2. Moebius. Salvo cuando Borges la mejora al traducirla, volviéndola asimilable a la de un epígono, la obra de Kafka parece intemporal, más aún, primitiva. Sin embargo, pensada de alguna otra manera (no sé cuál, pero podría ser acronológica, como el desplazamiento y la evolución de las formas de un discurso) puede leerse como precursora de la literatura religiosa y apologética judía. Lo curioso es que esta literatura, con su pasión argumentativa, prefigura a su vez el oficio de abogado, que Kafka ejerció.
3. A llorar se iba a la Iglesia. Desde los 18, 20 años, imagino una novela sobre Alejandro Magno. Pero debe de haber quinientas, mil, quinientas mil sobre el personaje. ¿Para qué una más? Muy sencillo: para conquistar la cima narrativa del género histórico-biográfico, escribir la gran novela del mayor megalómano de la historia, fuente de inspiración del resto (Genghis Kan se ocupó de conquistar las veintidós ciudades que se llamaban Alejandría; Napoleón soñaba con el camino de Alejandro, etc.). La competencia por el trono me disuade de antemano.

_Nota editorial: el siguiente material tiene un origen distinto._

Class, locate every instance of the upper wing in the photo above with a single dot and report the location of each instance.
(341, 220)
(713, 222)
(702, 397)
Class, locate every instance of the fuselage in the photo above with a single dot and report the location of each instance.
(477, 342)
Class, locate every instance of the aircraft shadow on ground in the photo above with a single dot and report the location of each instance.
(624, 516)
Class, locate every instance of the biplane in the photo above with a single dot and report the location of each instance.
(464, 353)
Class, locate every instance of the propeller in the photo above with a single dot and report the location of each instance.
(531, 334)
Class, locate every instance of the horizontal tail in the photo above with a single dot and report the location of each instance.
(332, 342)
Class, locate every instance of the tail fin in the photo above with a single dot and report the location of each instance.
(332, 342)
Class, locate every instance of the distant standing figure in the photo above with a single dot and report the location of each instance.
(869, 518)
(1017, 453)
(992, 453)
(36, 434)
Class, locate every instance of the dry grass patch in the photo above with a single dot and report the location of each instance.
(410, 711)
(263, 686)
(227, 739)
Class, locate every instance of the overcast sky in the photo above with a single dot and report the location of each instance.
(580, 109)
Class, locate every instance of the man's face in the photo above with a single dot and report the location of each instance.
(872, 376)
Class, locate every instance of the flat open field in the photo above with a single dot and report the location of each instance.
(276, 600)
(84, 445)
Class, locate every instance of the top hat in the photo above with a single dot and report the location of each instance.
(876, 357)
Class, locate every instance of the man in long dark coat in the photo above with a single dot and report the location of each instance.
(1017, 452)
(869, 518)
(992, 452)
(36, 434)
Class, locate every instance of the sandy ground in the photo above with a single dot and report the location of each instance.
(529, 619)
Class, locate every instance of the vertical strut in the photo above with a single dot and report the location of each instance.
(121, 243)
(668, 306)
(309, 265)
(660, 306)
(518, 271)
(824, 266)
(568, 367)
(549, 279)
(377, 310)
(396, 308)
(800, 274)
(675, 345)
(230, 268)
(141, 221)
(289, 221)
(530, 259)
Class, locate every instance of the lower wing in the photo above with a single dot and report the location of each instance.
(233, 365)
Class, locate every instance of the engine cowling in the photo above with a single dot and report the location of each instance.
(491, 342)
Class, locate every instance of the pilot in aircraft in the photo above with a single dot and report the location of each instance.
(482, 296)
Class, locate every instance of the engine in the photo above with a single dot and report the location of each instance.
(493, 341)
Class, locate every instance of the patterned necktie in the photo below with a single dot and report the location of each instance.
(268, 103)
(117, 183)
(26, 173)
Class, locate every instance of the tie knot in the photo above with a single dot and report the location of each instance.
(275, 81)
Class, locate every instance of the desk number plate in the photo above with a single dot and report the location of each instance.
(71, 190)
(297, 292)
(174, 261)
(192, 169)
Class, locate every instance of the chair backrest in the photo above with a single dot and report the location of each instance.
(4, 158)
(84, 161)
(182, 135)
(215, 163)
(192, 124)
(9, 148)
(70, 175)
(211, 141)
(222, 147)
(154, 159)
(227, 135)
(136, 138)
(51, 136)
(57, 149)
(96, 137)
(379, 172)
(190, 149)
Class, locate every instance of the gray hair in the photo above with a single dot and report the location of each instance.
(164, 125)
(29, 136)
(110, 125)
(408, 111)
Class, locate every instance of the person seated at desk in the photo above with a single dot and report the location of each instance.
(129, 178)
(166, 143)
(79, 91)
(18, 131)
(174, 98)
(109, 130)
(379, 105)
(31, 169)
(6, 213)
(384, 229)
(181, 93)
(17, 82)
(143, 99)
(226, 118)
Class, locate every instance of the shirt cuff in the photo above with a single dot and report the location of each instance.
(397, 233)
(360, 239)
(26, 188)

4. Snobismo. Veo Esperando la carroza, una vieja película argentina. De inmediato me resulta insoportable el grotesco llevado al extremo, la sobreactuación estridente, el griterío, la complicidad satisfecha de cada actor con la grosera definición de su personaje. Estoy a punto de apagar la televisión y de golpe me doy cuenta de que el asunto que sostiene la historia es el mismo que el de Rey Lear. Apago, pero me prometo que en otra oportunidad seguiré la película hasta el final.